Sven is een jongen met een open karakter, behalve als het over meisjes gaat. Hij krijgt het steeds moeilijker omdat hij er, voor de meisjes blijkbaar, leuk uitziet. Superknap is hij niet maar heeft iets liefs, innemends. Meisjes zien dat en vallen er voor. Al eerder had hij “verkering” met een meisje dat zich “aanbood”.
Natuurlijk heeft hij ja gezegd, maar dat was meer om haar geen pijn te doen, haar niet af te hoeven wijzen. Iedereen is immers de moeite waard. Na een maand van elkaar niet zien of spreken maakte zij het uit via een vriendin. Ze zagen elkaar toch nooit. Op die manier had Sven er ook geen pijn van en vond het wel makkelijk zo.
Met Selma is het een ander verhaal. Zij is zo’n beetje net zo verlegen als hij en dat maakt het wat makkelijker haar te benaderen. Zolang er maar niks gebeurt is het goed te doen. Ze hebben een stilzwijgende afspraak. Iedere avond om negen uur met de hond weg. Rover verveelt zich altijd al snel. Een hond moet natuurlijk rennen en is op een gegeven moment wel uitgesnuffeld aan die saaie poedel van Selma. Soms staan ze elkaar alleen maar aan te kijken, te lachen. Als je elkaar haast iedere avond ziet en spreekt ben je wel een keer uitgepraat natuurlijk.

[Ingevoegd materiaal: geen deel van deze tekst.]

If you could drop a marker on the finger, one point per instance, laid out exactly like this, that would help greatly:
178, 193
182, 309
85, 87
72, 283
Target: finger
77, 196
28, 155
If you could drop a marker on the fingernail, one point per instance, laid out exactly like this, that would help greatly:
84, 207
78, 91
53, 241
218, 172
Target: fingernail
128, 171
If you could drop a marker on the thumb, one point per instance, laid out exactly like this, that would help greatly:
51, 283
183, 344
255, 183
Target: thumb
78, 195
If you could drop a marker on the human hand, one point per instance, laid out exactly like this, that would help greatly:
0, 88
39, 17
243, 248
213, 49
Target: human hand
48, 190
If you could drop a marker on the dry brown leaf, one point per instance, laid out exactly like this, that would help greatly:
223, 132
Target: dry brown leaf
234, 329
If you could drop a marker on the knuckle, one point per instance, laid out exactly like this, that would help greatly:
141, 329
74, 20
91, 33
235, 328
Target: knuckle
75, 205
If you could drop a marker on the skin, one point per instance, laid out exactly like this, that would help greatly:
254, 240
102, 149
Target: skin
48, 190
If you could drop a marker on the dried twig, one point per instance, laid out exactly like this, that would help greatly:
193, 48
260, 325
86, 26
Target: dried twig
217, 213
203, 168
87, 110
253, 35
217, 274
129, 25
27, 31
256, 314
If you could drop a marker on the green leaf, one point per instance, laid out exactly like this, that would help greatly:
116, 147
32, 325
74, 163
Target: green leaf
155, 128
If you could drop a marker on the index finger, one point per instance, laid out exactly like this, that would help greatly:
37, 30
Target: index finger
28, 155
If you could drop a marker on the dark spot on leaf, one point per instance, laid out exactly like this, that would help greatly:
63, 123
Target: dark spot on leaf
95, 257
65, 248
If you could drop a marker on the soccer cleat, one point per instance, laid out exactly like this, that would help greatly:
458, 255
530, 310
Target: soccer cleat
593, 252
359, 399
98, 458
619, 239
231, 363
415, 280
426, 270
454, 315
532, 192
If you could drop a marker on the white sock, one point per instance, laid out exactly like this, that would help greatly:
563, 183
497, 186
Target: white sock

Deze zomer zal alles veranderen voor Sven. Weer staan ze elkaar aan te kijken en Selma maakt een grapje. Sven lacht en ze geeft hem een duw tegen zijn arm. In een reflex pakt hij haar arm vast en schrikt er zelf van. Toch laat hij niet los. Selma doet een stap naar voren en pakt Sven om zijn middel. Wat voelt dat goed! Sven ruikt aan haar haren en wordt zowat bedwelmd van het gevoel dat hem overkomt.
Ze kijken over elkaars schouder naar achteren met de hoofden stijf tegen elkaar aangedrukt. In dit moment beseffen ze allebei dat het gaat gebeuren, ze kunnen nu niet meer terug.
Na de halve minuut, die wel een kwartier lijkt te duren, komen de hoofden los van elkaar. Zonder elkaar aan te kijken vinden hun lippen elkaar. Het gaat als vanzelf en de tongen volgen al snel. Sven moet eigenlijk lachen maar dat gaat niet.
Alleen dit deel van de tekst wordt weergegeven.